Dream of PURE Regex

Author: Amasaki Shinobu (雨崎しのぶ)

Twitter: @amasaki203

Posted on: 2024-07-26 JST

Abstract

In the next major release of Fortran Regular Expression library, I aim to provide pure operators and a pure procedure.

Details

One of my recent personal projects is Forgex—Fortran Regular Expression. The latest version, version 2.0, is still under development. It has implemented Lazy DFA and released its documentation. In this version, the regular expression engine utilizes modern Fortran features, particularly modules, object-oriented programming, and pointers. Within the engine, regular expressions are parsed using module variables of derived-types, and matching is achieved by constructing an abstract syntax tree (AST), an equivalent non-deterministic finite automaton (NFA), and an equivalent deterministic finite automaton (DFA).

In the next version of the project, one of the goals is to support parallelization. There are two possible approaches to parallelize within the library (although I’m not sure if the first one is feasible):

  • parallelizing the construction of automata,
  • parallelizing the matching process.

The first approach involves the challenge of parallelizing the process of constructing an NFA from an AST and a DFA from an NFA. I’m not sure if this is even theoretically possible. If any readers have information on this, please let me know (feel free to contact me through GitHub issue page).

The second approach is simpler. The .in. operator and regex procedure shift the text string to be matched from the beginning to the right by one character at a time, trying to match, so in theory, this process can be parallelized by the length of the string. However, this approach cannot be applied to the .match.operator. Additionally, the potential for parallelization will be limited when the optimization by literal search[1, 2], which is planned for future implementation, is incorporated.

I initially considered these approaches, but after reassessing the assumption that users would benefit from parallelization, I realized that parallelization did not need to be achieved within the library. The .in., .match. and regex procedures provided by the library depend only on two arguments—a pattern and text string—and their results are determined without side effects.
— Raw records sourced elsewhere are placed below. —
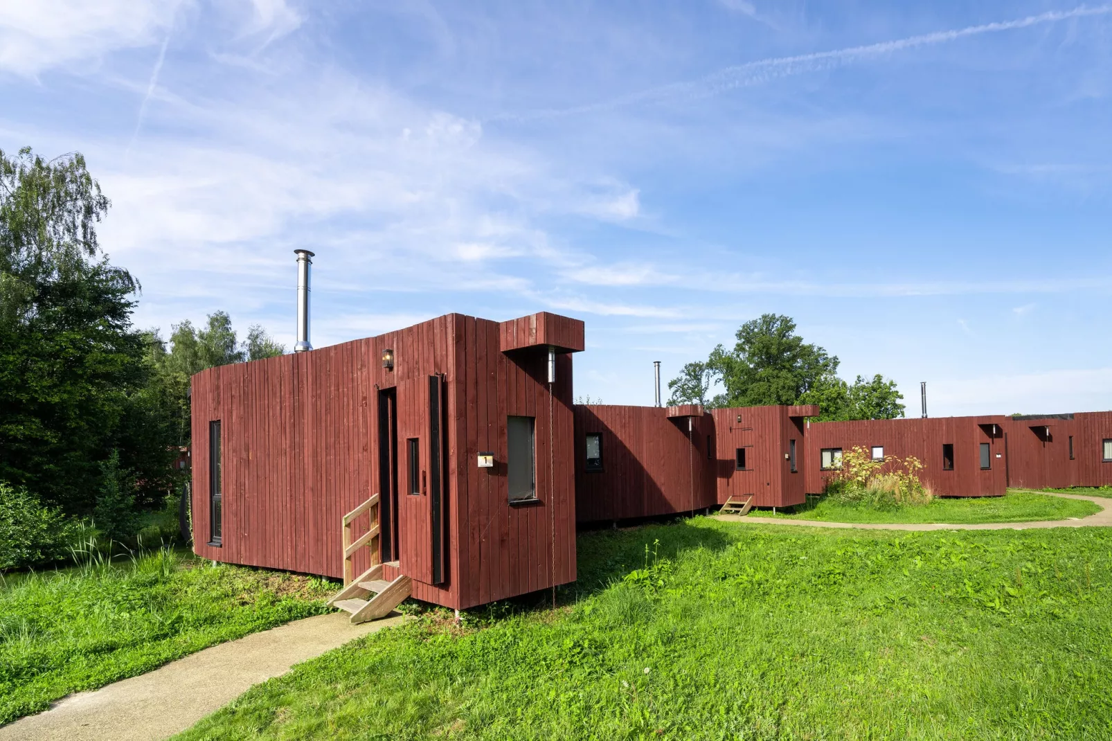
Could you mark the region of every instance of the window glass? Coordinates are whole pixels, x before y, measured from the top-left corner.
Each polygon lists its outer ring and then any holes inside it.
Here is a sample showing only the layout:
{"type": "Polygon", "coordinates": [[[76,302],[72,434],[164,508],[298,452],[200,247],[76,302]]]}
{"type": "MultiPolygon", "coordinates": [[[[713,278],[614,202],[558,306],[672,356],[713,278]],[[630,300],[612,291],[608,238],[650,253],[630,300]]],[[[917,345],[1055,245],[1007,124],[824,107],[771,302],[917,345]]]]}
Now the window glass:
{"type": "Polygon", "coordinates": [[[599,433],[587,434],[587,471],[603,470],[603,436],[599,433]]]}
{"type": "Polygon", "coordinates": [[[224,537],[222,461],[220,421],[209,423],[209,545],[220,545],[224,537]]]}
{"type": "Polygon", "coordinates": [[[537,496],[535,417],[509,417],[506,422],[506,463],[509,467],[509,501],[537,496]]]}
{"type": "Polygon", "coordinates": [[[410,437],[406,441],[409,456],[409,494],[420,494],[420,439],[410,437]]]}

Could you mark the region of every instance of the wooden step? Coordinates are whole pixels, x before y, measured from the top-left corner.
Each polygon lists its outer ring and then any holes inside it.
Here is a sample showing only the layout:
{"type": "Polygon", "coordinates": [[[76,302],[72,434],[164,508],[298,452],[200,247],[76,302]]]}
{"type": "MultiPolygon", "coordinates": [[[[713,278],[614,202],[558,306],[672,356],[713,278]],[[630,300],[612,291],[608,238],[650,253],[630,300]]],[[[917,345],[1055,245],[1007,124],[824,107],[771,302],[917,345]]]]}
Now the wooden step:
{"type": "Polygon", "coordinates": [[[368,602],[369,602],[368,600],[338,600],[332,603],[332,606],[339,607],[345,612],[350,612],[351,614],[356,614],[357,612],[366,607],[368,602]]]}
{"type": "MultiPolygon", "coordinates": [[[[413,582],[408,576],[401,575],[383,587],[370,601],[366,602],[357,612],[351,613],[353,623],[365,623],[368,620],[378,620],[390,614],[395,607],[405,602],[413,590],[413,582]]],[[[346,600],[345,602],[363,602],[363,600],[346,600]]],[[[336,604],[339,606],[339,603],[336,604]]],[[[347,610],[347,607],[341,607],[347,610]]],[[[349,611],[350,612],[350,611],[349,611]]]]}

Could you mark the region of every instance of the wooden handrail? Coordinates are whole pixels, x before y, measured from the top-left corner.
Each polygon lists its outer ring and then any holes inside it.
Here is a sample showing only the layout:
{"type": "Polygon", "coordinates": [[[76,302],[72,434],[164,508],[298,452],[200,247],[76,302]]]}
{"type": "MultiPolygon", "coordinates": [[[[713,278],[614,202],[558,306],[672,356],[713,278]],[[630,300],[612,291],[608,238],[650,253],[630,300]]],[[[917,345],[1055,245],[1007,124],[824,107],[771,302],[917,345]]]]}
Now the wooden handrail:
{"type": "Polygon", "coordinates": [[[351,510],[351,512],[344,515],[344,525],[347,526],[348,523],[350,523],[353,520],[355,520],[356,517],[358,517],[359,515],[361,515],[364,512],[375,506],[376,504],[378,504],[378,494],[371,494],[369,500],[357,506],[355,510],[351,510]]]}
{"type": "Polygon", "coordinates": [[[344,549],[344,557],[350,559],[353,553],[355,553],[364,545],[366,545],[367,542],[370,541],[370,539],[373,537],[378,537],[378,525],[375,525],[374,527],[368,530],[366,533],[359,536],[359,540],[357,540],[355,543],[344,549]]]}

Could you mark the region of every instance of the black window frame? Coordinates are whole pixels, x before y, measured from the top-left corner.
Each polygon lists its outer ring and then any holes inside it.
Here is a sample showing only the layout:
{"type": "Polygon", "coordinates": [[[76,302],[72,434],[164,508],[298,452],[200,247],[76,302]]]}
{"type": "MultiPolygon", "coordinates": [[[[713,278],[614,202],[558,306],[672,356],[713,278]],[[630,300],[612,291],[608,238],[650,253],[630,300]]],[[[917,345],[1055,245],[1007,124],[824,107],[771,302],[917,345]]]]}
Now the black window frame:
{"type": "Polygon", "coordinates": [[[224,449],[220,421],[209,422],[209,542],[224,545],[224,449]]]}
{"type": "Polygon", "coordinates": [[[842,462],[842,448],[841,447],[823,447],[823,448],[818,449],[818,470],[820,471],[841,471],[842,470],[841,462],[842,462]],[[834,451],[837,451],[838,465],[836,465],[836,466],[835,465],[824,466],[823,465],[823,457],[825,456],[826,453],[831,454],[831,463],[834,462],[834,451]]]}
{"type": "Polygon", "coordinates": [[[598,457],[586,460],[586,470],[592,473],[603,471],[603,433],[587,433],[584,435],[584,448],[587,455],[590,455],[590,438],[594,437],[598,441],[598,457]]]}
{"type": "Polygon", "coordinates": [[[420,437],[406,438],[406,496],[420,496],[420,437]]]}
{"type": "Polygon", "coordinates": [[[529,417],[520,414],[510,414],[506,417],[506,490],[509,496],[510,504],[522,504],[524,502],[537,502],[537,418],[529,417]],[[515,455],[514,448],[517,447],[513,444],[513,427],[520,423],[513,422],[514,419],[526,419],[526,426],[528,428],[528,444],[522,446],[522,451],[528,451],[528,463],[526,468],[519,467],[522,465],[520,457],[515,455]],[[515,490],[515,478],[528,471],[529,474],[529,487],[522,488],[516,495],[515,490]]]}

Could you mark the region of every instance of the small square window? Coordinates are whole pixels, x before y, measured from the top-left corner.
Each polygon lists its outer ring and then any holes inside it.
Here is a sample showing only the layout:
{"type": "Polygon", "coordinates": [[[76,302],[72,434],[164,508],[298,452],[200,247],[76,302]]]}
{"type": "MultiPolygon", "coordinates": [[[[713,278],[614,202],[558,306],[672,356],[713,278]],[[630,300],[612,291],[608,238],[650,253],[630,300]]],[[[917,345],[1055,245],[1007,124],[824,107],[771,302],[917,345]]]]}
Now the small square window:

In Fortran, procedures that have the properties of pure functions can be written with the pure attribute. These can be used in do concurrent constructs, allowing the compiler to partially optimize the code block. In other words, by implementing thread-safe procedures, users will be able to handle parallelization themselves.

Therefore, the goal of Forgex version 3 is to rewrite the code, giving all procedures the pure attribute, and to provide pure .in. and .match. operators, as well as pure subroutine regex (which are function in v2.0). To achieve this, the following changes will be added:

  • Remove pointers and module variables from the implementation of AST, NFA, and DFA.
  • Implement the construction and processing of these using arrays of derived-types with index management.
  • Allow reverse transitions in DFA for literal search optimization [1, 2] which I intend to implement in a later version.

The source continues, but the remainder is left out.